Subnets

Subnets is a C-extension for Ruby with IPv4 and IPv6 address and network classes. The motivating goal is to provide a fast test whether a given set of subnets includes a given IP.

Subnets.include?(subnets, '192.168.1.1')

Rack::Request#ip and ActionDispatch::Request#remote_ip perform such a test. ActionDispatch, which uses ipaddr by default, explicitly calls out that the technique is too slow to run on every request. Rack uses a regular expression of IPv4 and IPv6 private address spaces which, while comparably fast, is not easily extended to support arbitrary subnets.

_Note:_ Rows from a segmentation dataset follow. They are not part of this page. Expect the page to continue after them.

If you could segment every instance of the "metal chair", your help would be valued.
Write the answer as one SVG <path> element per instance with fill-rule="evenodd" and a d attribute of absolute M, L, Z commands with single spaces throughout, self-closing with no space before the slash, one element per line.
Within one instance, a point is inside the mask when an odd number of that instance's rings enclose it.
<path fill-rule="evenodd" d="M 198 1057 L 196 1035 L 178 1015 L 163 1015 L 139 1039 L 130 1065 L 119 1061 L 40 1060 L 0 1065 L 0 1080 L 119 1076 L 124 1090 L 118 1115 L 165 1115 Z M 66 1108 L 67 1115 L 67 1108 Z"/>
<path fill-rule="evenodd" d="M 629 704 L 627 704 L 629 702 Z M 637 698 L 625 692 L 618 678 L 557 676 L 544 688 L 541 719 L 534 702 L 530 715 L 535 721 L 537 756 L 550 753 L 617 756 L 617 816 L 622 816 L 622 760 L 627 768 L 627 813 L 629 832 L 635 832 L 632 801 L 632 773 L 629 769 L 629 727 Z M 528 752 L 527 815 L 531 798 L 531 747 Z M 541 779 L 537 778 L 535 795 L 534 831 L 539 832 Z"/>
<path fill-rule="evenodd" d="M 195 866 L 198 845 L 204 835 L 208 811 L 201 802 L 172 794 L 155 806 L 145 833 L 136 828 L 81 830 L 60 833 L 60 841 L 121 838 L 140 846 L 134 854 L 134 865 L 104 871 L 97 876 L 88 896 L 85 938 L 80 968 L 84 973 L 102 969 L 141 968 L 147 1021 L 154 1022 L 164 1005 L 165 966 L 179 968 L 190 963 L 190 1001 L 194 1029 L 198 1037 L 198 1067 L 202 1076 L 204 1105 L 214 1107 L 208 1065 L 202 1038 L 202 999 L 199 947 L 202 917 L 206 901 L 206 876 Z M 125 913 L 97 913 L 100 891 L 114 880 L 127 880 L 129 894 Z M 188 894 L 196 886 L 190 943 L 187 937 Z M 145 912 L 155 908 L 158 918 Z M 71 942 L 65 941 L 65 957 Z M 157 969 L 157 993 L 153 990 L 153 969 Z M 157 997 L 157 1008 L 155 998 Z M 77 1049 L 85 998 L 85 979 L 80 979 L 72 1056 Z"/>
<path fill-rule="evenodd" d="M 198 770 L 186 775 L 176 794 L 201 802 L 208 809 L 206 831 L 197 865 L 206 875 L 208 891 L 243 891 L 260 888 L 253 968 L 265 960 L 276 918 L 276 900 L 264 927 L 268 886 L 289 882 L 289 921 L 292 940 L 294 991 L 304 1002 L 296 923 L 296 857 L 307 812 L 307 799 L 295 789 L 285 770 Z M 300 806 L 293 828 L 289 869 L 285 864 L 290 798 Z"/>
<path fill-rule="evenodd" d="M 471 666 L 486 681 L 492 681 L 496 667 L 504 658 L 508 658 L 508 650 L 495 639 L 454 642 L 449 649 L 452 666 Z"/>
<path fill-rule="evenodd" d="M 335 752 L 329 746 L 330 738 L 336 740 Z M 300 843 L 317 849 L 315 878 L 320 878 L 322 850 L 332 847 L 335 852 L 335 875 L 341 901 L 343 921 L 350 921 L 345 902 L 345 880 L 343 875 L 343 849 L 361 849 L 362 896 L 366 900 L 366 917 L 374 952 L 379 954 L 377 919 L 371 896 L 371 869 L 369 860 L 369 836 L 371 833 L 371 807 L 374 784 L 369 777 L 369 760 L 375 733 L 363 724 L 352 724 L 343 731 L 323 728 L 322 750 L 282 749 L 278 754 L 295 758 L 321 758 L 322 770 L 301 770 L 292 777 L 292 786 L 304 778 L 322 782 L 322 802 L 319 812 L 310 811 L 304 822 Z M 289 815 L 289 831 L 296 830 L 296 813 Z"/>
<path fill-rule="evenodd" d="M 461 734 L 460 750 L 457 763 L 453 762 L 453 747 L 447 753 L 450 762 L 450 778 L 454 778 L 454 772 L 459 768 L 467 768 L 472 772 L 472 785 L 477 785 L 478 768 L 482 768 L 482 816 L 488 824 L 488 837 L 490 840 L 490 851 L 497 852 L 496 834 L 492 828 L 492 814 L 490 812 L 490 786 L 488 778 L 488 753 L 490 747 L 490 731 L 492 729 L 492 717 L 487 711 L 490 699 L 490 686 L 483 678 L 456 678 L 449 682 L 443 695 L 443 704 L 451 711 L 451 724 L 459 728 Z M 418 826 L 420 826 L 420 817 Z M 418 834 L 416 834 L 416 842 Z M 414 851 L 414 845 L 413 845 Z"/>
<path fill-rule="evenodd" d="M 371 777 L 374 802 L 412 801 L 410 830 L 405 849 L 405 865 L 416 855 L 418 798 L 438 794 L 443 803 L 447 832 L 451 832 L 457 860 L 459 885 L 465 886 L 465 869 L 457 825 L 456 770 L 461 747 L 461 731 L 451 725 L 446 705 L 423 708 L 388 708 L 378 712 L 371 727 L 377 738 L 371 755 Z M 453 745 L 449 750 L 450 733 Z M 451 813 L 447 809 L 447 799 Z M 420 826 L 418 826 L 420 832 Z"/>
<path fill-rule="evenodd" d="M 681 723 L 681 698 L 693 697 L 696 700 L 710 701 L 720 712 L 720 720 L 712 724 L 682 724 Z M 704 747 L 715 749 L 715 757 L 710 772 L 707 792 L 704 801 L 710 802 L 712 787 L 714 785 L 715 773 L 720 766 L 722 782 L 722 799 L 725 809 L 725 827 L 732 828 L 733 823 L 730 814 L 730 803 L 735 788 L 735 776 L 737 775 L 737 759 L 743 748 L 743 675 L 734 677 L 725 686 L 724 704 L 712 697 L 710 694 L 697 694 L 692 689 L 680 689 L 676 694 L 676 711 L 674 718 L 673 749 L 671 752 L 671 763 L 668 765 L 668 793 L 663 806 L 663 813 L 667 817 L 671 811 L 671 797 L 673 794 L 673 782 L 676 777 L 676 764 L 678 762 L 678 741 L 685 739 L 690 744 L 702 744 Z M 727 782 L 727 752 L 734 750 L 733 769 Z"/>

(See also this answer explaining request.ip vs. request.remote_ip)

A benchmark tests if a random IP (75% private IPs) is within any of the private IPv4 ranges. Lower is better. Plotted on logscale. (Ruby 2.5.0p0, 2.5 GHz Intel Core i7).

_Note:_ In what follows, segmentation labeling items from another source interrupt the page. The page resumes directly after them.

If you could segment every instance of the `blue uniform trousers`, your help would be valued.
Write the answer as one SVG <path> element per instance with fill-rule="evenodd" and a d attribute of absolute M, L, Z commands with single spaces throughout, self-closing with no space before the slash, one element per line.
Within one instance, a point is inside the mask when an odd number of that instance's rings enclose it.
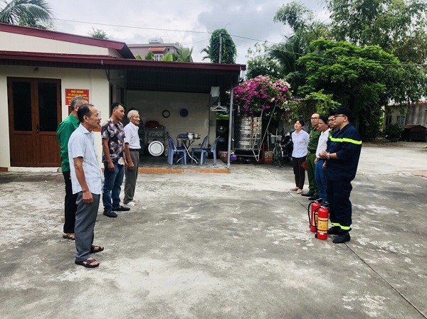
<path fill-rule="evenodd" d="M 351 180 L 327 180 L 327 183 L 331 223 L 333 226 L 339 226 L 342 230 L 350 230 L 352 225 L 350 193 L 353 189 Z"/>

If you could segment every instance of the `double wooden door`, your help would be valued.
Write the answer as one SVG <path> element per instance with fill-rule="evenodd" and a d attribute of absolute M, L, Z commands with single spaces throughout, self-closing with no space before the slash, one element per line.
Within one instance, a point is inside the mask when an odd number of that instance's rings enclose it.
<path fill-rule="evenodd" d="M 11 166 L 60 166 L 60 80 L 8 77 Z"/>

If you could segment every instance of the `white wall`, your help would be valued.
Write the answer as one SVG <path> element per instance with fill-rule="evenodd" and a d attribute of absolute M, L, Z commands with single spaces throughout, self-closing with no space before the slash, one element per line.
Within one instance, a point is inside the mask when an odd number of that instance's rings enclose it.
<path fill-rule="evenodd" d="M 125 95 L 127 109 L 137 109 L 144 124 L 147 121 L 157 121 L 172 137 L 188 131 L 199 133 L 201 139 L 199 143 L 193 144 L 194 147 L 199 146 L 208 134 L 209 142 L 216 137 L 216 114 L 211 112 L 209 102 L 209 94 L 127 91 Z M 187 117 L 179 114 L 181 109 L 188 110 Z M 167 119 L 162 115 L 165 109 L 170 112 Z"/>
<path fill-rule="evenodd" d="M 104 70 L 41 67 L 35 72 L 34 67 L 0 65 L 0 118 L 4 119 L 2 125 L 0 125 L 0 136 L 2 136 L 0 139 L 0 167 L 10 167 L 7 77 L 60 79 L 63 119 L 68 116 L 68 106 L 65 105 L 65 89 L 89 90 L 89 102 L 101 112 L 101 121 L 103 122 L 110 117 L 110 87 Z M 100 163 L 102 146 L 99 132 L 95 132 L 95 144 Z"/>

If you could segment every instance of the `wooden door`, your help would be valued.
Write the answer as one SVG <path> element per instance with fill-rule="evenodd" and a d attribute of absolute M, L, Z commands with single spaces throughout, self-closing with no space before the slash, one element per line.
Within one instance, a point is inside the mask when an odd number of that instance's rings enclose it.
<path fill-rule="evenodd" d="M 60 166 L 60 80 L 8 77 L 11 166 Z"/>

$ bundle exec rake benchmark TEST=test/private_networks_benchmark

 ipaddr         : 46.25μs/ip ██████████████████████████████████▋
 ipaddress      : 63.88μs/ip ██████████████████████████████████████▏
 netaddr        : 31.03μs/ip ██████████████████████████████▎
*subnets        :  4.19μs/ip ████████▏
 rack (regexp)  :  5.25μs/ip ██████████▋
                             '         '       '      '         '
                             2         5       10     20        50

Usage

require 'subnets'

subnets = %w(127.0.0.1/32 10.0.0.0/8 172.16.0.0/12 192.168.0.0/16
  ::1/128 fc00::/7).map(&Subnets.method(:parse))

Subnets.include?(subnets, '192.168.1.1') #=> true
Subnets.include?(subnets, '203.0.113.12') #=> false

Similar Gems

There are several IP gems, all of which are implemented in pure-Ruby and not performance oriented.

  • ipaddr: (Ruby stdlib) A set of methods to manipulate an IP address. Both IPv4 and IPv6 are supported.
  • ipaddress: A Ruby library designed to make the use of IPv4 and IPv6 addresses simple, powerful and enjoyable. It provides a complete set of methods to handle IP addresses for any need, from simple scripting to full network design.
  • netaddr: A Ruby library for performing calculations on IPv4 and IPv6 subnets. There is also limited support for EUI addresses.

Production Ready?

This has not been used in production.

Safe?

The IPv4 and IPv6 parsers are written in C. In addition to the unit test suite, the parsers have had minimal (16+ hours) of fuzzing with American fuzzy lop. There is medium confidence that the parsers will not read out-of-bounds.

Correct?

The unit test suite tests parsing of a variety of valid and invalid IPv4 and IPv6 networks.

Fast?

Yes, for checking if an array of subnets includes a given IP at least.